May 28, 2025
Synopsis of “Grand Bargains”: Fixing Health Care and the Economy (Updated 2025)
A new way to fix the American economy and her health.

Grand Bargains Health System Reform
Grand Bargains health system reform proposes a rapid, fundamental transition to a patient-centered, universal coverage system, largely government-funded (≥ 67% to 100% of costs), private “Accountable Care Cooperatives” (ACCs). This plan aims to replace the current fragmented landscape of multiple public and private insurance plans, shifting instead to private, member-owned, self-regulating ACCs. ACCs will compete for patients on quality of care and costs to patients. Government reimbursement of ACCs will be by average past cost of healthcare of patients and success in improving parameters of metabolic health (overweight, obesity, type 2 diabetes, hypertension (optimal average systolic blood pressure ≤120 mmHg), and abdominal girth (men ≤40 inches and women ≤ 35 inches).
This new universal coverage would save taxpayers and patients $16 trillion over 10 years by freezing government healthcare funding at the 2026 level ($5.6 trillion annually) until 2035, reducing the projected US Federal Government deficit by 73.4% with this Grand Bargains scenario.
The plan specifically targets inefficiencies stemming from:
- Excessive Administration: Accounting for at least 30% of total healthcare costs, including public and private insurance-related expenses and administrative burden on healthcare providers.
- Unnecessary or harmful medical interventions: See my book, Money Driven Medicine—Tests and Treatments That Don’t Work.
- Fraud: Estimated to range from 3% to 10% of total healthcare spending by the National Health Care Anti-Fraud Association.
- Overcharging: Evidenced by the significant difference between US per capita healthcare costs ($12,197 in 2021) and comparable countries' averages ($6,514).
- Higher Salaries and Wages: Physician wages are approximately twice as much as in comparable countries.
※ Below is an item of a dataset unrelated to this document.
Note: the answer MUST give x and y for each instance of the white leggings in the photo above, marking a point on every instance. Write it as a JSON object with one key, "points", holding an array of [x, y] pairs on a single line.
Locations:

Nurses receive about 1.5 as much as in other countries.
- Health Employment: The US employs 64 people per 1,000 population in health, slightly below the comparator country average of 70 per 1,000. By reducing the above excessive administration, salary and wages for physicians and nurses, prescription drugs etc., the number of actual healthcare providers could be at least increased by one-third.
- Prescription Drugs: Representing about 10% of spending, with the US spending twice as much per person than in other developed countries.
- Medical Price Gouging: Resulting from a lack of price competition and the insulation of insured patients from price considerations.
- Ineffective Pricing Mechanisms: "Reference pricing" has demonstrated the potential to reduce medical procedure costs by 10-20%. Reference pricing is a strategy used by payers (like employers or health insurers) to set a maximum amount they will pay for a specific medical procedure, service, or pharmaceutical,
- Fund and employ strategies to improve metabolic health: Focus on diet, exercise, stress management to prevent metabolic diseases (overweight, obesity, high blood pressure, type 2 diabetes, and large abdominal girth).
- Better Healthcare for Children: Bring health enhancement strategies to all US children, led by pediatricians and school educators to enhance options for addressing metabolic health and mental health challenges.
A five-pronged approach to cut waste:
- Decentralizing clinical practice regulation.
- Giving patients and providers choices of Accountable Care Cooperatives.
- Requiring transparency from ACCs.
- Fostering competition in price and quality among ACCs.
- Freezing government healthcare funding at the 2026 level until 2035.
While acknowledging that national health expenditures could still rise if too many individuals choose ACCs with increased premiums or if Congress increases government funding above the 2026 level, the "Grand Bargains" plan posits that this approach would return control of healthcare choices to individuals and cost control to policymakers, potentially reducing national health expenditures to 12.4% of projected 2035 GDP if costs are successfully maintained at the 2026 level. The status quo healthcare spending estimates for 2035 ($9 Trillion) and the US GDP estimate for 2035 ($44.8 Trillion) gives 20.1% as the projected healthcare portion of the 2035 US GDP. With a recession or pandemic in the next 10 years, healthcare spending could be proportionally much higher.